HiveQL doesn’t provide online transaction support and only has limited support for indexes; however, the query language offers the ability to use certain syntax such as “CREATE TABLE AS SELECT” and “CREATE TABLE LIKE”.

Benefits of Using Hive

There are many reasons why Hive can help you gain deeper insights into your data and stay ahead of the competition:

  • Ease of use: While the MapReduce API requires some programming skill and a bit of a learning curve to master, it’s easy to pick up the SQL-like language Hive uses for queries.

  • Scalability and cost efficiency: With Hive, data is stored in the Hadoop Distributed File System (HDFS), which allows you to store hundreds of petabytes of data in a scalable manner. This solution ends up being far more cost-efficient than a traditional relational database solution.

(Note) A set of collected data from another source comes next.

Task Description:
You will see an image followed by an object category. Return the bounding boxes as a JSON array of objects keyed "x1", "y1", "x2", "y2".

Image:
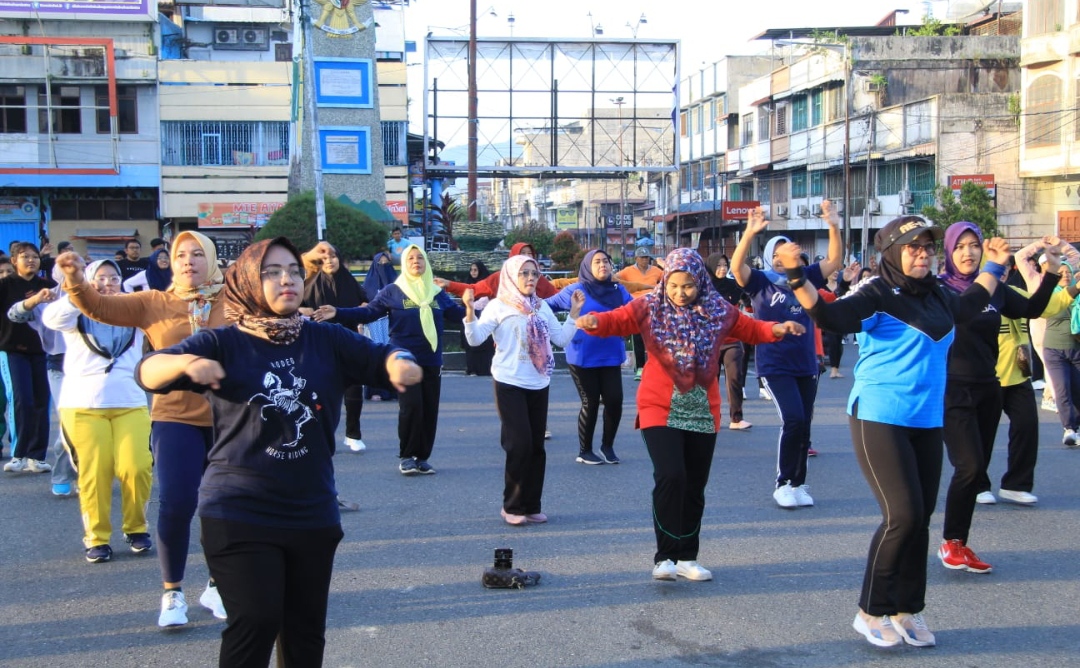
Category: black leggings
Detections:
[
  {"x1": 942, "y1": 379, "x2": 1002, "y2": 543},
  {"x1": 822, "y1": 331, "x2": 843, "y2": 369},
  {"x1": 567, "y1": 364, "x2": 623, "y2": 454},
  {"x1": 717, "y1": 342, "x2": 745, "y2": 422},
  {"x1": 987, "y1": 381, "x2": 1038, "y2": 493},
  {"x1": 202, "y1": 518, "x2": 343, "y2": 668},
  {"x1": 849, "y1": 409, "x2": 942, "y2": 616},
  {"x1": 642, "y1": 427, "x2": 717, "y2": 564},
  {"x1": 343, "y1": 383, "x2": 364, "y2": 440}
]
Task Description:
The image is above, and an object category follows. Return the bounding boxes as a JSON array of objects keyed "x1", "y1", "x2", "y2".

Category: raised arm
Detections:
[
  {"x1": 818, "y1": 199, "x2": 843, "y2": 278},
  {"x1": 56, "y1": 251, "x2": 151, "y2": 329},
  {"x1": 731, "y1": 206, "x2": 770, "y2": 287},
  {"x1": 775, "y1": 242, "x2": 878, "y2": 334}
]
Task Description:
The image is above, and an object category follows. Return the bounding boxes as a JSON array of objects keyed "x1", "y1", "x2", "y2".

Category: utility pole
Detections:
[
  {"x1": 842, "y1": 42, "x2": 851, "y2": 262},
  {"x1": 467, "y1": 0, "x2": 479, "y2": 223},
  {"x1": 301, "y1": 0, "x2": 327, "y2": 240},
  {"x1": 612, "y1": 96, "x2": 627, "y2": 262}
]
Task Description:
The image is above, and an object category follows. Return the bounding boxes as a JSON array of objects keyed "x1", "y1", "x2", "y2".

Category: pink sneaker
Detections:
[
  {"x1": 525, "y1": 513, "x2": 547, "y2": 523},
  {"x1": 500, "y1": 509, "x2": 527, "y2": 526}
]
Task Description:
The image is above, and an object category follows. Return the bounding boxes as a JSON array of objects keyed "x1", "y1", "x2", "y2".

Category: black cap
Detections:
[{"x1": 874, "y1": 216, "x2": 943, "y2": 253}]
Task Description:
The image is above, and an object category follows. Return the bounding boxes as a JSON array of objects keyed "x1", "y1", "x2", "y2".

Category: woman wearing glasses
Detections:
[
  {"x1": 42, "y1": 259, "x2": 152, "y2": 564},
  {"x1": 775, "y1": 216, "x2": 1027, "y2": 648},
  {"x1": 935, "y1": 222, "x2": 1056, "y2": 575},
  {"x1": 55, "y1": 231, "x2": 229, "y2": 627}
]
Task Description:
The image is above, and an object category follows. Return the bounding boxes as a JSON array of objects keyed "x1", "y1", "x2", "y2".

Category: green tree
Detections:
[
  {"x1": 256, "y1": 192, "x2": 387, "y2": 260},
  {"x1": 920, "y1": 182, "x2": 998, "y2": 239},
  {"x1": 503, "y1": 220, "x2": 556, "y2": 257},
  {"x1": 549, "y1": 231, "x2": 582, "y2": 271}
]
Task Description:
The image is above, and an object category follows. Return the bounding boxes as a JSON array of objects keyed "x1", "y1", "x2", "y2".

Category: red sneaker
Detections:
[
  {"x1": 938, "y1": 539, "x2": 992, "y2": 573},
  {"x1": 808, "y1": 448, "x2": 818, "y2": 457}
]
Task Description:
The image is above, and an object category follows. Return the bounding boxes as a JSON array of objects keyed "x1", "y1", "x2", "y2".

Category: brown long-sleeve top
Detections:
[{"x1": 66, "y1": 281, "x2": 227, "y2": 426}]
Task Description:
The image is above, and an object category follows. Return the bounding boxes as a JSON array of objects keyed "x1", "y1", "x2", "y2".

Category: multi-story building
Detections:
[
  {"x1": 1018, "y1": 0, "x2": 1080, "y2": 241},
  {"x1": 0, "y1": 4, "x2": 161, "y2": 255},
  {"x1": 157, "y1": 3, "x2": 295, "y2": 259},
  {"x1": 680, "y1": 15, "x2": 1023, "y2": 261}
]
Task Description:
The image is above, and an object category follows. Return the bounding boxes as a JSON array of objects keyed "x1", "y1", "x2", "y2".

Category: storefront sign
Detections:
[
  {"x1": 387, "y1": 200, "x2": 408, "y2": 226},
  {"x1": 556, "y1": 208, "x2": 577, "y2": 229},
  {"x1": 949, "y1": 174, "x2": 995, "y2": 199},
  {"x1": 0, "y1": 196, "x2": 39, "y2": 222},
  {"x1": 721, "y1": 200, "x2": 760, "y2": 221},
  {"x1": 0, "y1": 0, "x2": 154, "y2": 20},
  {"x1": 197, "y1": 202, "x2": 284, "y2": 229}
]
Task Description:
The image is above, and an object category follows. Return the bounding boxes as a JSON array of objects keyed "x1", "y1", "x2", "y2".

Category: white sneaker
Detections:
[
  {"x1": 158, "y1": 590, "x2": 188, "y2": 627},
  {"x1": 793, "y1": 485, "x2": 814, "y2": 507},
  {"x1": 998, "y1": 489, "x2": 1038, "y2": 505},
  {"x1": 852, "y1": 611, "x2": 903, "y2": 647},
  {"x1": 675, "y1": 560, "x2": 713, "y2": 581},
  {"x1": 1064, "y1": 429, "x2": 1079, "y2": 447},
  {"x1": 728, "y1": 420, "x2": 753, "y2": 430},
  {"x1": 24, "y1": 458, "x2": 52, "y2": 473},
  {"x1": 652, "y1": 559, "x2": 676, "y2": 581},
  {"x1": 890, "y1": 612, "x2": 936, "y2": 647},
  {"x1": 199, "y1": 581, "x2": 227, "y2": 620},
  {"x1": 1042, "y1": 398, "x2": 1058, "y2": 413},
  {"x1": 975, "y1": 491, "x2": 997, "y2": 505},
  {"x1": 1031, "y1": 380, "x2": 1046, "y2": 390},
  {"x1": 3, "y1": 457, "x2": 25, "y2": 472},
  {"x1": 759, "y1": 387, "x2": 772, "y2": 401},
  {"x1": 344, "y1": 437, "x2": 366, "y2": 452},
  {"x1": 773, "y1": 484, "x2": 798, "y2": 509}
]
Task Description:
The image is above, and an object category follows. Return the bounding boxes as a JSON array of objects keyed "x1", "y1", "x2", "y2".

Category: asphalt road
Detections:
[{"x1": 1, "y1": 346, "x2": 1078, "y2": 667}]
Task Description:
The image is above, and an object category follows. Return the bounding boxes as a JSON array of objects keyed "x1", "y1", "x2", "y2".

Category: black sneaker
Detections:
[
  {"x1": 399, "y1": 458, "x2": 419, "y2": 475},
  {"x1": 575, "y1": 451, "x2": 604, "y2": 465},
  {"x1": 598, "y1": 446, "x2": 620, "y2": 464},
  {"x1": 125, "y1": 533, "x2": 153, "y2": 554},
  {"x1": 415, "y1": 460, "x2": 436, "y2": 475},
  {"x1": 85, "y1": 544, "x2": 113, "y2": 563}
]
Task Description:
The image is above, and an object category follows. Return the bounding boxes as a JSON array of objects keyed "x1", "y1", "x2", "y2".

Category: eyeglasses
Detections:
[
  {"x1": 261, "y1": 267, "x2": 303, "y2": 282},
  {"x1": 903, "y1": 242, "x2": 936, "y2": 256},
  {"x1": 93, "y1": 276, "x2": 122, "y2": 285}
]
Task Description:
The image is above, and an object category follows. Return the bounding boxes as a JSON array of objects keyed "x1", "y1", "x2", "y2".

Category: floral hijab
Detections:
[
  {"x1": 497, "y1": 255, "x2": 554, "y2": 376},
  {"x1": 166, "y1": 230, "x2": 224, "y2": 335},
  {"x1": 393, "y1": 244, "x2": 441, "y2": 352},
  {"x1": 223, "y1": 238, "x2": 304, "y2": 345},
  {"x1": 643, "y1": 248, "x2": 729, "y2": 393}
]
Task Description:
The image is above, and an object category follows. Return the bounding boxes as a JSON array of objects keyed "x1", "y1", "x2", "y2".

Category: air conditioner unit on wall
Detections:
[
  {"x1": 796, "y1": 204, "x2": 809, "y2": 218},
  {"x1": 867, "y1": 198, "x2": 881, "y2": 214},
  {"x1": 899, "y1": 189, "x2": 913, "y2": 206},
  {"x1": 214, "y1": 25, "x2": 269, "y2": 51},
  {"x1": 775, "y1": 204, "x2": 789, "y2": 218},
  {"x1": 834, "y1": 200, "x2": 844, "y2": 214},
  {"x1": 811, "y1": 203, "x2": 823, "y2": 216}
]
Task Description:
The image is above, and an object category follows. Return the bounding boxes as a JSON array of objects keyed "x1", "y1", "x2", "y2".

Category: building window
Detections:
[
  {"x1": 691, "y1": 161, "x2": 704, "y2": 191},
  {"x1": 95, "y1": 85, "x2": 138, "y2": 134},
  {"x1": 1026, "y1": 75, "x2": 1061, "y2": 147},
  {"x1": 904, "y1": 100, "x2": 933, "y2": 145},
  {"x1": 756, "y1": 178, "x2": 770, "y2": 204},
  {"x1": 161, "y1": 121, "x2": 290, "y2": 166},
  {"x1": 810, "y1": 89, "x2": 823, "y2": 127},
  {"x1": 772, "y1": 175, "x2": 788, "y2": 204},
  {"x1": 810, "y1": 171, "x2": 824, "y2": 197},
  {"x1": 876, "y1": 163, "x2": 903, "y2": 196},
  {"x1": 679, "y1": 111, "x2": 688, "y2": 137},
  {"x1": 741, "y1": 113, "x2": 753, "y2": 146},
  {"x1": 38, "y1": 85, "x2": 82, "y2": 134},
  {"x1": 692, "y1": 105, "x2": 702, "y2": 134},
  {"x1": 758, "y1": 107, "x2": 771, "y2": 142},
  {"x1": 791, "y1": 95, "x2": 807, "y2": 132},
  {"x1": 708, "y1": 99, "x2": 717, "y2": 129},
  {"x1": 1028, "y1": 0, "x2": 1064, "y2": 36},
  {"x1": 51, "y1": 198, "x2": 156, "y2": 220},
  {"x1": 775, "y1": 103, "x2": 788, "y2": 136},
  {"x1": 382, "y1": 121, "x2": 407, "y2": 166},
  {"x1": 791, "y1": 171, "x2": 807, "y2": 198},
  {"x1": 0, "y1": 86, "x2": 27, "y2": 134},
  {"x1": 909, "y1": 160, "x2": 936, "y2": 210},
  {"x1": 680, "y1": 164, "x2": 690, "y2": 191},
  {"x1": 828, "y1": 84, "x2": 844, "y2": 122},
  {"x1": 825, "y1": 171, "x2": 844, "y2": 201}
]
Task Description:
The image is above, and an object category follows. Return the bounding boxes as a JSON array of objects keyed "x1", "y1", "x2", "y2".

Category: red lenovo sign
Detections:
[{"x1": 722, "y1": 200, "x2": 760, "y2": 221}]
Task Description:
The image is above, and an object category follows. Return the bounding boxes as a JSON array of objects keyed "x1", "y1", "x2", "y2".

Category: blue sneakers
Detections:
[
  {"x1": 126, "y1": 533, "x2": 153, "y2": 554},
  {"x1": 85, "y1": 544, "x2": 113, "y2": 563}
]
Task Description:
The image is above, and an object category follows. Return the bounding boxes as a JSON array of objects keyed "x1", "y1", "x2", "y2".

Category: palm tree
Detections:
[{"x1": 426, "y1": 198, "x2": 466, "y2": 250}]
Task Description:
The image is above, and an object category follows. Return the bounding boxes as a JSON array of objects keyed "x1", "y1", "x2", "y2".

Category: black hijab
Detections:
[
  {"x1": 705, "y1": 252, "x2": 745, "y2": 307},
  {"x1": 303, "y1": 245, "x2": 366, "y2": 309},
  {"x1": 875, "y1": 216, "x2": 941, "y2": 297}
]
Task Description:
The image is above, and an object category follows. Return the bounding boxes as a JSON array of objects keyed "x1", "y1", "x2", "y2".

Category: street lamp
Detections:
[
  {"x1": 588, "y1": 11, "x2": 603, "y2": 36},
  {"x1": 611, "y1": 96, "x2": 628, "y2": 261},
  {"x1": 626, "y1": 13, "x2": 647, "y2": 38},
  {"x1": 507, "y1": 12, "x2": 515, "y2": 36}
]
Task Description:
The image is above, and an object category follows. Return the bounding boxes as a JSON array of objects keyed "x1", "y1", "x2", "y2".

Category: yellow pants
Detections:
[{"x1": 60, "y1": 407, "x2": 152, "y2": 549}]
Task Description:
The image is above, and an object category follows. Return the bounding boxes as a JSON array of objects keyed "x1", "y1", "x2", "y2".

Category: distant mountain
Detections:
[{"x1": 436, "y1": 142, "x2": 522, "y2": 168}]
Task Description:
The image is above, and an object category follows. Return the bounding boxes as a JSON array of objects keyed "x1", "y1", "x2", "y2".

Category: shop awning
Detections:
[{"x1": 73, "y1": 228, "x2": 139, "y2": 240}]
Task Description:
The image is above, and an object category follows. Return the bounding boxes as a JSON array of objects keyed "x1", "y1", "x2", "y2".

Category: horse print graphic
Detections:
[{"x1": 248, "y1": 367, "x2": 316, "y2": 448}]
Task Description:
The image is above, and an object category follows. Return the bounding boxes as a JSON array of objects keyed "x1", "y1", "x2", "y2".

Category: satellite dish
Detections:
[{"x1": 945, "y1": 0, "x2": 995, "y2": 21}]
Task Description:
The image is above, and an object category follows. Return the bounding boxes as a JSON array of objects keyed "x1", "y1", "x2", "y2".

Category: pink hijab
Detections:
[{"x1": 497, "y1": 255, "x2": 554, "y2": 376}]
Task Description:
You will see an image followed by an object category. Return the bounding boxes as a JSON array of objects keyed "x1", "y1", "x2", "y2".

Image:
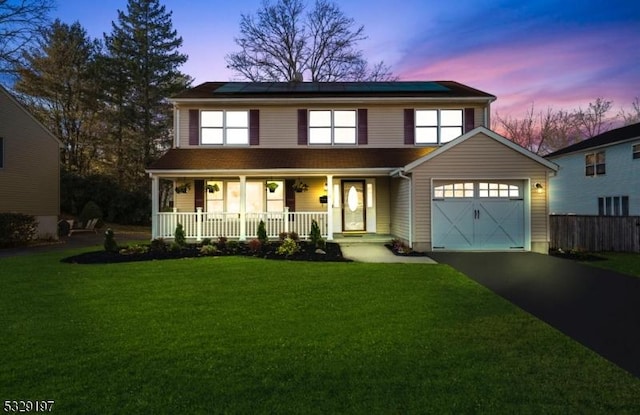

When Hive is used as part of a cloud-based Hadoop service, it’s easy to spin up virtual servers when needed.

  • Flexibility: Hive is able to apply its table schema to a wide variety of formats, without the rigid constraints of a relational database.


It’s clear that the powerful partnership of Hadoop and Hive makes it easy to tame large data sets for processing and analysis. With this data warehouse framework used on top of Hadoop, you can enjoy the benefits of a SQL-like query language without the cost and constraints of a traditional relational database management system. Although this article merely provides an overview of Hive and its capabilities, it can serve as an excellent starting point for more in-depth research on the topic.